Moreover, the NICIL-SPU had boldly, and we say proudly, announced that in the intervening period it would have operated the estates directly under its aegis. The March 15, 2018 Kaieteur News had reported that“[t]he SPU is banking on re-opening three of the closed estates – Skeldon, Rose Hall and Enmore – to utilize millions of dollars in cane still in the ground”. We recollect too, that Minister of Finance, Winston Jordan in a February 28, 2018 report in the Jamaica Gleaner was quoted, in relation to the estates identified for divestment, to have said “[w]e cannot keep them closed and mothballed, because when the buyers come they would probably not be as impressed as if they were working…”

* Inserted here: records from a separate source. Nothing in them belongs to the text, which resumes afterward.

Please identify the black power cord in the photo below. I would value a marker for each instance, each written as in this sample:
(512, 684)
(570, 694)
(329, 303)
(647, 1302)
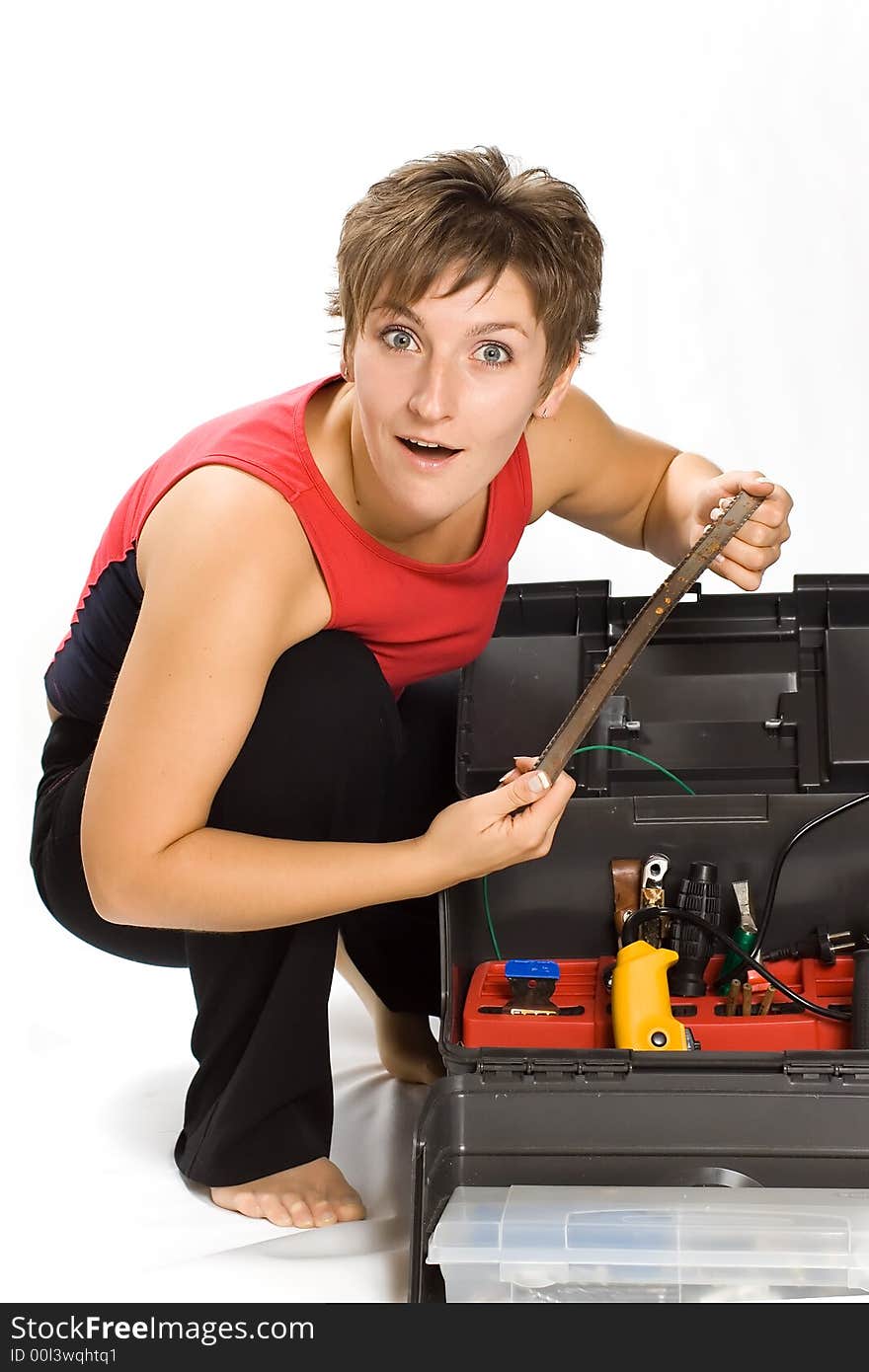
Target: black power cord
(776, 873)
(639, 917)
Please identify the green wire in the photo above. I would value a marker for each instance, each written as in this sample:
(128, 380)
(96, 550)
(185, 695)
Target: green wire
(590, 748)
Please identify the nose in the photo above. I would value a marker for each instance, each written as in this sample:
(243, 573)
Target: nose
(433, 400)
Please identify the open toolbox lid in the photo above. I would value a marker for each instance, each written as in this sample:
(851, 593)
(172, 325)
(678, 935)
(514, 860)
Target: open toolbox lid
(755, 701)
(743, 693)
(745, 1242)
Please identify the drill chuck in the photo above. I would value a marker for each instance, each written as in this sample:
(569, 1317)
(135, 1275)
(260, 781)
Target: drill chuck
(699, 893)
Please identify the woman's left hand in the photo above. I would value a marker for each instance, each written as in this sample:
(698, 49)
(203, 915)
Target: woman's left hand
(758, 542)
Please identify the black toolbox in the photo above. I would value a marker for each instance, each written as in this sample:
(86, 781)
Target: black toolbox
(758, 703)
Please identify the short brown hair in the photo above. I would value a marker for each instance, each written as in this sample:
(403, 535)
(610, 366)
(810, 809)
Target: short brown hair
(468, 208)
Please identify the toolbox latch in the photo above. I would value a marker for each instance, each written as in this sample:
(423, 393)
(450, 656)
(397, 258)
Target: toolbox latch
(604, 1070)
(815, 1070)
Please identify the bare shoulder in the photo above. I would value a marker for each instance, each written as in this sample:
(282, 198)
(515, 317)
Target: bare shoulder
(249, 519)
(560, 446)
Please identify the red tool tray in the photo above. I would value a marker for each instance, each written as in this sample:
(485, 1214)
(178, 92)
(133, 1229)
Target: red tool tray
(785, 1028)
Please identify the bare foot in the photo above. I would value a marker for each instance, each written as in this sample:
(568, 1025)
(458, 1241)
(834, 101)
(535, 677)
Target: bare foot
(407, 1045)
(309, 1196)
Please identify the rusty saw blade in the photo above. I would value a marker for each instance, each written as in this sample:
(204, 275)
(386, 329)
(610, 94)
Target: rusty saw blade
(576, 726)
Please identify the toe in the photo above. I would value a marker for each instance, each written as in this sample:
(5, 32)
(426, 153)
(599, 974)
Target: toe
(275, 1212)
(323, 1213)
(301, 1214)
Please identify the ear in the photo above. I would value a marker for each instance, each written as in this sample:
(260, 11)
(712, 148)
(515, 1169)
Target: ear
(548, 407)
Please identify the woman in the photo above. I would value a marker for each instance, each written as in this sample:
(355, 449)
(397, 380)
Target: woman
(253, 713)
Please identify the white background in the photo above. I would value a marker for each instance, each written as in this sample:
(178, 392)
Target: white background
(175, 179)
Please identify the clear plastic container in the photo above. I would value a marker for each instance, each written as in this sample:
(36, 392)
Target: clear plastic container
(521, 1245)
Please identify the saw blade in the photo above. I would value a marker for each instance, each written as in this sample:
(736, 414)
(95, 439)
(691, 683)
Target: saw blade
(641, 629)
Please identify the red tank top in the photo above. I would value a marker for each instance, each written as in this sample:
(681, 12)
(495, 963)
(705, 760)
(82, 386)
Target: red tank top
(419, 619)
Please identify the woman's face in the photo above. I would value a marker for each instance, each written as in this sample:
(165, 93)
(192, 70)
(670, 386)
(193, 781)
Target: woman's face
(459, 370)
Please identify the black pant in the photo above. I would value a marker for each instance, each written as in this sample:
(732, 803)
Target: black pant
(330, 756)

For the thousands who were put on the breadline following the closure of Skeldon, Rose Hall and East Demerara Estates, the announcement was greeted with optimism. However, that reality sent their aspirations crashing down. East Demerara Estate operated briefly in the first half of 2018, and Skeldon operated for a short period in the second half of 2018. Rose Hall Estate, apart from canes which are harvested for processing at Albion, remains inoperable since it shut its doors at the end of 2017.
The non-operation of those estates will see their fields being taken over by vines, weeds, and grass and the standing canes have hardly any or no value. It would be a near to if not a herculean task to put the fields right. Moreover, like any piece of machinery, the lying idle of the factories will present many challenges on start-up and would require great maintenance. Those factors aside, the workers, their families and the villages which depended on those estates are in several respects continue to face tremendous suffering while the proverbial grass is growing. Of course, this hardship of the situation is compounded when we see, at Skeldon for instance, unconscionable demands being made for workers to traverse the backdams to catch fish for their family’s sustenance.
This approach of the handling of the sugar industry by the current Government is just another aspect of its disastrous sugar policy. That policy as we well know has dwarfed the industry and put thousands out of work. At the same time, billions have been borrowed but no plan regarding its expenditure has been released, as far as we are aware. Clearly, as we have said before, the Administration is out at sea when it comes to the sugar industry and, indeed, many other aspects of national life and people’s well-being.